No one was as young as they used to be. She bit her tongue, not wanting to say something she’d have to apologize for later.

  “You were a fool to be out on that wet rock, you know that, don’t you, Elisheba?”

  Jochebed stared at Sarah, dumbfounded. Couldn’t the old woman see her mother was in agony?

  “We’ve both been fools a time or two, haven’t we, Elisheba? Remember that night when I fell trying to see…?” Sarah poked her nose closer to Elisheba’s face. “You took care of me, but did you ever tell?”

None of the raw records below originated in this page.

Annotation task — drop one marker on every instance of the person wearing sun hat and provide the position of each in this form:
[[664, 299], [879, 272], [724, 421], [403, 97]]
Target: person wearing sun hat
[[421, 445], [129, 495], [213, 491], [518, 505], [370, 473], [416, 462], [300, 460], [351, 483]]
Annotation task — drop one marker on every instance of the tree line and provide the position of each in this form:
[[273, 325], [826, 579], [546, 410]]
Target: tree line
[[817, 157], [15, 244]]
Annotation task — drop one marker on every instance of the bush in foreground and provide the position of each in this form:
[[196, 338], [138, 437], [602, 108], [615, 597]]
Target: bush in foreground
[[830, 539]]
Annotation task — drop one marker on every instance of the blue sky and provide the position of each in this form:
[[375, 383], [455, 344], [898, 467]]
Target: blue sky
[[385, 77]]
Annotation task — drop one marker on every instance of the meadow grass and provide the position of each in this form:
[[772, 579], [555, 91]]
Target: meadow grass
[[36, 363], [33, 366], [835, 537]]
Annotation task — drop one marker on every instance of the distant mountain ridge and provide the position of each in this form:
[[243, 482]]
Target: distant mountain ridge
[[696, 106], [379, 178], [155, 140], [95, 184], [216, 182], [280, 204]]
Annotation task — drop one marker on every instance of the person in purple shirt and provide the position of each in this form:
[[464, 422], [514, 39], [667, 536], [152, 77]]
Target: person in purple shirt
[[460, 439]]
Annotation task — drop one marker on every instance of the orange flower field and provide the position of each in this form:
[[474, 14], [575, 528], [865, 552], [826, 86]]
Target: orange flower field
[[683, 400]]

  Her mother groaned and shook her head. “Never. I promised.”

  “What about the time we caught…”

  “I’ll never forget…”

  Speechless, Jochebed listened to the half-sentence remembrances of the women and tried to think of a way to make Sarah hush—or better yet, leave.

  At last Shiphrah limped into the room, hesitating when she saw Sarah. At a nod from Jochebed, she knelt by Elisheba and began to probe the injured leg. When Elisheba gasped, Shiphrah sat back on her heels.

  “Mama Elisheba, your hip is broken. I will try to set it, and then you must not move until it heals. Sarah, I need your help. Jochebed, I left Miriam with Puah. You need to take Aaron and leave. Maybe you could go to Lili’s, but you do not want to be here.”

  Jochebed opened her mouth to protest, but when both Sarah and Shiphrah glared at her, she picked up her son and left. She had not gone far when she heard the scream. She burst into tears for her mother’s pain. Unaware of where she wandered, she saw a door open and Lili’s curved form silhouetted against the light. Without a word, Lili pulled her inside and pushed her down onto a stool.

  “You’re shaking, Bedde. Here, drink this.”

  Jochebed took the cup, hoping she wouldn’t drop it. Lili took Aaron from her and waited until Jochebed began to calm.